Alice Lele is a mother to two beautiful daughter’s (15 and 14 years) who never went to school. She speaks about her decision to homeschool being grounded in her deep faith in the Bible and what the Bible says about parents’ responsibility towards the nurturing of the uniqueness of each child. Her faith has been her and her family’s biggest strength and inspiration. Presented below is the transcript of her talk at Swashikshan launch. Her husband Rajesh Lele also joined in and shared his views on Homeschooling.

At the very outset I have to make it clear that it is our Christian worldview that is responsible for everything in our lives including our decision to homeschool our daughters. As with other things in our life our decision to homeschool is based upon what we learned progressively from the Bible and found to be true in life. We have had God guide us at every stage of our lives, homeschooling and otherwise. At the right time doors have miraculously opened for us whether it was for curriculum or for extracurricular activities for our daughter’s right up to this May/June when we met Shailaja Karnam through whom our older daughter has appeared for the IGCSE exams (class X) in Hyderabad.

The following points explain what we have learned and believe to be true. The reason I have listed this is because it is the bedrock upon which our homeschool experience is based. It may seem like I am digressing from the point, but as you read further you will find that all we have done and how our homeschooling experience has panned out will find its roots in our biblical worldview.
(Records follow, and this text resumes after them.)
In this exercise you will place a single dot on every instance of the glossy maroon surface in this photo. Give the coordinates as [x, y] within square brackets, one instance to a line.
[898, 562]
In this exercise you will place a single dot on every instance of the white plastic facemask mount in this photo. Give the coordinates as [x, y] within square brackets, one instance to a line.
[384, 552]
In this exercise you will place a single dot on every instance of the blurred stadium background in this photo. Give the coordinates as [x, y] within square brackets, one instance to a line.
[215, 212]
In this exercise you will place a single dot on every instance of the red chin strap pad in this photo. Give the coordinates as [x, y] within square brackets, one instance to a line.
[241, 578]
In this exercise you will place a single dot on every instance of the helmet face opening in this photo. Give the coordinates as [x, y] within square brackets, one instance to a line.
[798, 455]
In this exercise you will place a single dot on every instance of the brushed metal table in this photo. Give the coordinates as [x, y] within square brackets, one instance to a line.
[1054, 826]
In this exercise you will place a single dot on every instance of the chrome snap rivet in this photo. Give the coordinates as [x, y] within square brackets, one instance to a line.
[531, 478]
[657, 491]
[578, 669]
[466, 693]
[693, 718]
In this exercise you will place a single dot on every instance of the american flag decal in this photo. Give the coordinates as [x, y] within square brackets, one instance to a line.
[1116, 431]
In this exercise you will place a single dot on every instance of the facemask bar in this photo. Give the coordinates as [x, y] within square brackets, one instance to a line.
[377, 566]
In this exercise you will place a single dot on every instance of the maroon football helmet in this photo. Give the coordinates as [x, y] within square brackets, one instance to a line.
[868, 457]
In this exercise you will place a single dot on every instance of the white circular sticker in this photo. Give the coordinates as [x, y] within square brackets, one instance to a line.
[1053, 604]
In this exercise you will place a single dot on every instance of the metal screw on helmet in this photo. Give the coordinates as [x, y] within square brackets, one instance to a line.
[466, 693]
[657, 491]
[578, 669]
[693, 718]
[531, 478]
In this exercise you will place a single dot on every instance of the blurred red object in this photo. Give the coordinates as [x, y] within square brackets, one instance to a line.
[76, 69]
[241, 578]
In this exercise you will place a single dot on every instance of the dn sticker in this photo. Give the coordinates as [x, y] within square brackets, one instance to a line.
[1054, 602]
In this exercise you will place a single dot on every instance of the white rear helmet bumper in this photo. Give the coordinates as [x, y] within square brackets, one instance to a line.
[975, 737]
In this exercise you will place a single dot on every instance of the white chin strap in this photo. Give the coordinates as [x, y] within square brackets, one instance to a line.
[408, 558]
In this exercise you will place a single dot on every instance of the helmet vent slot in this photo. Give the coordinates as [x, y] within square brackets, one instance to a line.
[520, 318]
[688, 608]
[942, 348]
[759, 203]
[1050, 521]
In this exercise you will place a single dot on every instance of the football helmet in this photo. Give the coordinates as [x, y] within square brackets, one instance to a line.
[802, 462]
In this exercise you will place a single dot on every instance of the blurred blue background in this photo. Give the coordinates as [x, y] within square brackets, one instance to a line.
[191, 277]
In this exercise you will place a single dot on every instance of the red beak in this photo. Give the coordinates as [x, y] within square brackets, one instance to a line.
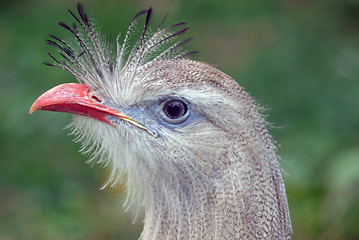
[77, 98]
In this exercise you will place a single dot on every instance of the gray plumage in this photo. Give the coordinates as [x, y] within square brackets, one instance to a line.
[214, 176]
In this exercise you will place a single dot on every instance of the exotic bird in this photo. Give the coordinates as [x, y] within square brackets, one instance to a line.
[184, 138]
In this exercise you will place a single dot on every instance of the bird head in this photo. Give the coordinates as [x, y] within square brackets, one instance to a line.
[179, 130]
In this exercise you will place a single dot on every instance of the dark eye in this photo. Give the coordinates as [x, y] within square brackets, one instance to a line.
[174, 111]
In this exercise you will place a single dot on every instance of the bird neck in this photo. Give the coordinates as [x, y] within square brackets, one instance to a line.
[227, 204]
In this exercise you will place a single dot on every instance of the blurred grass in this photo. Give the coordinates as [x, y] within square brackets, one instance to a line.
[299, 58]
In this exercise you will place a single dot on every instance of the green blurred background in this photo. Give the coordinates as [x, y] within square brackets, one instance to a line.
[299, 58]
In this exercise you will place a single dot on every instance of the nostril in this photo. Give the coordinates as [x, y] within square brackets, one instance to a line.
[95, 98]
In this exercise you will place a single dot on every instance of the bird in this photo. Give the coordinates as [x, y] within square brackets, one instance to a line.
[190, 146]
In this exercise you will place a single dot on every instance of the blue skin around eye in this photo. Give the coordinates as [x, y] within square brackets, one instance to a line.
[149, 115]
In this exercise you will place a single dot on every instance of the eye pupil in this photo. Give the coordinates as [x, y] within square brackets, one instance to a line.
[175, 109]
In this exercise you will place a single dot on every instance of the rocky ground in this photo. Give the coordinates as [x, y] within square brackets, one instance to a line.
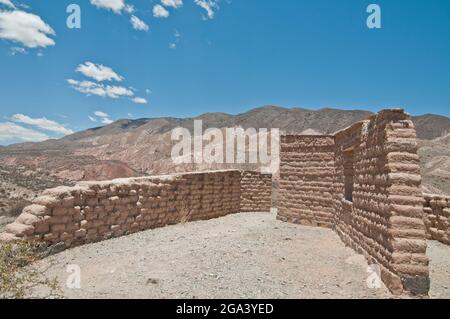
[248, 255]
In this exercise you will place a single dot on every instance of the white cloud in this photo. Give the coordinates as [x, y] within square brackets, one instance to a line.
[114, 5]
[10, 132]
[98, 72]
[209, 5]
[172, 3]
[41, 123]
[138, 24]
[92, 88]
[107, 121]
[160, 12]
[26, 28]
[139, 100]
[18, 50]
[129, 8]
[101, 114]
[7, 3]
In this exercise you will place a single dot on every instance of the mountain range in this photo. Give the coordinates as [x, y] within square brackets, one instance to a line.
[136, 147]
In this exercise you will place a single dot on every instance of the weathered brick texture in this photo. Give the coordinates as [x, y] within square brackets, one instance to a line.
[256, 192]
[306, 179]
[94, 211]
[437, 217]
[365, 183]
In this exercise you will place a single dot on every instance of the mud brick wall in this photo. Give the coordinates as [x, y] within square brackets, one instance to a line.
[382, 214]
[306, 180]
[384, 220]
[94, 211]
[437, 217]
[256, 192]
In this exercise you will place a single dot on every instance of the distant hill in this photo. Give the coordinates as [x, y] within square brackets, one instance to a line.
[136, 147]
[430, 126]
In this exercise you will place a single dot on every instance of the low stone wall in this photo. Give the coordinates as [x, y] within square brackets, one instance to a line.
[437, 217]
[306, 180]
[256, 192]
[94, 211]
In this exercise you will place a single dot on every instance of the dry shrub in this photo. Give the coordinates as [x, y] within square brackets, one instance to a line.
[17, 275]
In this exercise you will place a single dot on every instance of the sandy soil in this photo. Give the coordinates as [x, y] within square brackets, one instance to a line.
[248, 255]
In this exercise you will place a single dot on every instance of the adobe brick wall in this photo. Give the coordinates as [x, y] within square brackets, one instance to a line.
[384, 218]
[306, 180]
[94, 211]
[437, 217]
[256, 192]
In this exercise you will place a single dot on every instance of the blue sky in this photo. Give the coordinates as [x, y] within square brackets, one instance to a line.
[247, 53]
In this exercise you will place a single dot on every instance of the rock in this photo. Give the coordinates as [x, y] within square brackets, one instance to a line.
[7, 237]
[20, 230]
[36, 210]
[27, 219]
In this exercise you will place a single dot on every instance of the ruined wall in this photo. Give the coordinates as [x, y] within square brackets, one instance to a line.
[256, 192]
[94, 211]
[384, 220]
[381, 216]
[306, 180]
[437, 217]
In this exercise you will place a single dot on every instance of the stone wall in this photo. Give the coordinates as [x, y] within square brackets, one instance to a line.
[306, 179]
[256, 192]
[376, 201]
[94, 211]
[437, 217]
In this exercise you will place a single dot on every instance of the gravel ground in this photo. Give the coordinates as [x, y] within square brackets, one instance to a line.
[249, 255]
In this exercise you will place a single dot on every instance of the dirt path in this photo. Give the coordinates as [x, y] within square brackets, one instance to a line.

Our convictions were:

  • God has a plan for our lives.
  • That plan is unique to each life and there is no one else that can accomplish that plan.
  • All that we will need to accomplish that purpose has been built into us by God; much like the potential for a plant has been built into a seed.
  • Each person’s success and fulfilment lies in realising this truth and then cooperating with God by allowing Him to bring that plan to fruition.
  • This then implies that there is only one of us in all of creation. And if this is the case then we can be compared to no other as the basis of comparison is similarity. For example, two apples can be compared and one can be declared better or worse than the other. But apples and oranges cannot be compared in the same way.
  • Children are a gift from God.
  • God equips every set of parents with everything from temperament to skills to bring up that particular child, to prepare and equip that child to discover and enter into the purpose for which he/she has been created. For example, mothers are the ones who are able to instinctively differentiate between the different cries of the child (hungry, sleepy, wet etc.).
  • All that is created belongs to God including our children. And parents are stewards / care takers of them for the time that He chooses to leave them with them. Parents will be called to give account to God for the way in which they have raised their children. This implies that parents are fully responsible for all aspects of their children’s growth and development and delegation of this to anyone else is equal to abdication of a God given responsibility.
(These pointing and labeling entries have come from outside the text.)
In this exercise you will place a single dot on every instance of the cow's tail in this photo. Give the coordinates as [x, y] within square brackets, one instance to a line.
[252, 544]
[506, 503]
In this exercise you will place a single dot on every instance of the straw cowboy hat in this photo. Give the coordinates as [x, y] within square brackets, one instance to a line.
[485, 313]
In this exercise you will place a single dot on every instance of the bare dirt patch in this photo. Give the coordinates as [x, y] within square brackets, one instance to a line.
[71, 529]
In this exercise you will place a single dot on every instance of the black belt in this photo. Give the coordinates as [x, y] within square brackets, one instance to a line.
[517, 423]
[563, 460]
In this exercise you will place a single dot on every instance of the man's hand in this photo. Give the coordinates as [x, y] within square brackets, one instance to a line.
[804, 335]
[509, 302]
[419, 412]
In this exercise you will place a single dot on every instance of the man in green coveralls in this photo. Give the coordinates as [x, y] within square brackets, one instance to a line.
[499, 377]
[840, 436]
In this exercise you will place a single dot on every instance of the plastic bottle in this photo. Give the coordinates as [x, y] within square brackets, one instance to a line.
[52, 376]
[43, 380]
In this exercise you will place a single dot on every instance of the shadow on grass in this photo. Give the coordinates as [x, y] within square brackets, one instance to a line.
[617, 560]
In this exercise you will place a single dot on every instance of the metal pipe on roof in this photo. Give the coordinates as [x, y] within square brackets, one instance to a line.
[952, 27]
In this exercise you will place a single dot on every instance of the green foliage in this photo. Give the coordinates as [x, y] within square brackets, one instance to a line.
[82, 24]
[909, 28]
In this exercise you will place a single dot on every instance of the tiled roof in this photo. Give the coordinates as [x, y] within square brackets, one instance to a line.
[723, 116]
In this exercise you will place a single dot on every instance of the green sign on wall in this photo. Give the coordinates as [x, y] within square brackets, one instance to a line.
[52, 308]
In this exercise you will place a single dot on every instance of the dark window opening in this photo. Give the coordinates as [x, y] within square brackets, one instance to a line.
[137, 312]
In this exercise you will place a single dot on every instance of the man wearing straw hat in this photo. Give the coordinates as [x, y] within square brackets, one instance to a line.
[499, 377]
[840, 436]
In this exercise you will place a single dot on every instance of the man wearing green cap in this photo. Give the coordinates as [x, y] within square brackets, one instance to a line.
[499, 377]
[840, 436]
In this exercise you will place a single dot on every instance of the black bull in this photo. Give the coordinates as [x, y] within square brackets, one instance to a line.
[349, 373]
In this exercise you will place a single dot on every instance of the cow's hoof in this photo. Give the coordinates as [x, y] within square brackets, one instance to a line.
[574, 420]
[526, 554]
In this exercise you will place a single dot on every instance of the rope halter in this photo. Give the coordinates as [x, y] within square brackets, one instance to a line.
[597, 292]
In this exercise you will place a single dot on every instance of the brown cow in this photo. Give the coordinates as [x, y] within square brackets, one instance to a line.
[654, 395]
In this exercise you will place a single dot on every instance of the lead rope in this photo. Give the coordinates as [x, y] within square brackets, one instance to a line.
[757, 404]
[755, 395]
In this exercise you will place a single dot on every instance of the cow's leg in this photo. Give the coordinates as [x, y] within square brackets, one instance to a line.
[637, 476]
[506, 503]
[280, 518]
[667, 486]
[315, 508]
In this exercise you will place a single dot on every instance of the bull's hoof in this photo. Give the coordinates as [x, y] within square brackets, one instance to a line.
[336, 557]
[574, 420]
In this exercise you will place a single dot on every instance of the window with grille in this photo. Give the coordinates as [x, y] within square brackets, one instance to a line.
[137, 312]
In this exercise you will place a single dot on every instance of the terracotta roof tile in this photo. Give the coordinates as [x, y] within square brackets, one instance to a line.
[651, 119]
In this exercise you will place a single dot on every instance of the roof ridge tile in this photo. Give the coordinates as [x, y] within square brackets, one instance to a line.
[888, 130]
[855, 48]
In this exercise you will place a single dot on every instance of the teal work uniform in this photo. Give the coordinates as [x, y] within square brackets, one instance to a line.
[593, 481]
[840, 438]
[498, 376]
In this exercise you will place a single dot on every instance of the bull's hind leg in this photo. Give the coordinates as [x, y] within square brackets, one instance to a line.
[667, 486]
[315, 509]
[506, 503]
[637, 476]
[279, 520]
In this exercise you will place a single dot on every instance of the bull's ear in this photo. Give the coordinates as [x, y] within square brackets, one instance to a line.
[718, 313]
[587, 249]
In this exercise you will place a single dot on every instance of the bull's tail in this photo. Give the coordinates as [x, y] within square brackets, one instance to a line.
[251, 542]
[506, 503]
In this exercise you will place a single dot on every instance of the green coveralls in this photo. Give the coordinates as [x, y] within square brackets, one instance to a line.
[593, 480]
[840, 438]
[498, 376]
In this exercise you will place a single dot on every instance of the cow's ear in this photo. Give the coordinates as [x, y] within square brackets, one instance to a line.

We learned all of the above progressively as we read and studied the Bible. Today as we look back we can state it as we have above. While the learning was in progress, we had nothing but a strong inner sense that we should homeschool that kept us going. It was as vague (to others) as a strong feeling within us that this was what we should be doing and nothing else.

We did face challenges in this journey. Some of the challenges were:

  • Convincing family.
  • Answering neighbours, friends and all and sundry that asked us or our girls “Which school do they go to?”
  • No structure (curriculum, guidelines, rules etc.) in place for homeschooling.
  • No way of evaluating whether we were on the right track in what we were doing.
  • No formal qualifications in teaching children.
  • Facing the disapproval of all and sundry in pulling our older daughter out from school.
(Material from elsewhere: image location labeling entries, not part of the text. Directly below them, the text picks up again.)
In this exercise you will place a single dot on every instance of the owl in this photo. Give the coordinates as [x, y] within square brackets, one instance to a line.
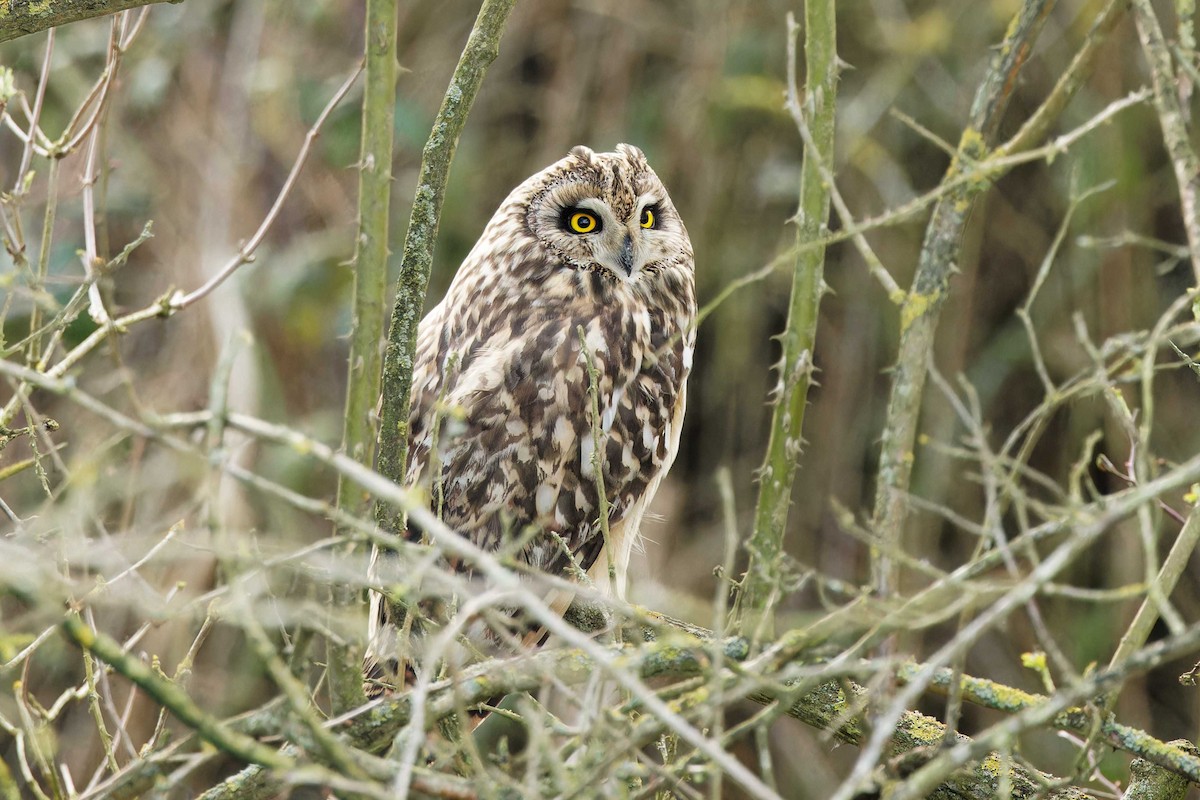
[582, 278]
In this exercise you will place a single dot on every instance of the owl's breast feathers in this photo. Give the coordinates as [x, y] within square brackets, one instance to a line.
[502, 434]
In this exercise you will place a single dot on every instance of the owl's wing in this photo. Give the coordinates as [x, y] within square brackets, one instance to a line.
[503, 434]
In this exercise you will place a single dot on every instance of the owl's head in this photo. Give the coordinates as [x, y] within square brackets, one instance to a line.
[609, 212]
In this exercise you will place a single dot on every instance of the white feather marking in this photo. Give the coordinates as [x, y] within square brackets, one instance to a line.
[545, 499]
[595, 340]
[563, 434]
[610, 411]
[587, 450]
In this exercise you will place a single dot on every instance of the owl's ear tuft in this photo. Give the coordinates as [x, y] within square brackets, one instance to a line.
[583, 152]
[631, 152]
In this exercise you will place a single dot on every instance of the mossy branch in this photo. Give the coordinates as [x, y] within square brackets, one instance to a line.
[172, 697]
[483, 47]
[922, 308]
[370, 266]
[969, 769]
[24, 17]
[817, 113]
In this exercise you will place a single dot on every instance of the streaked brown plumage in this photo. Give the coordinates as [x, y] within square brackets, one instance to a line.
[501, 429]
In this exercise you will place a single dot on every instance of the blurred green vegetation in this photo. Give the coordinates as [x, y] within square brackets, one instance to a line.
[213, 104]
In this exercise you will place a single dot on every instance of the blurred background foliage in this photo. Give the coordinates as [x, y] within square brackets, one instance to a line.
[213, 104]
Apart from the challenges there were also some myths that needed to be busted in our minds first. The key myths were as follows:

  • Academic performance alone is sufficient to evaluate the potential and value and worth of a child.
  • Learning can happen only in a school environment.
  • The socialisation that takes place in school is very essential to the child’s overall development.
  • Homeschooling is equal to isolation from other children and society at large.

We faced challenges and broke myths but there were still some challenges that we were expecting. Surprisingly they did not come our way. This included
disciplining our children, moderating television, managing sibling relationships, loneliness and boredom, lack of friends to play with and isolation.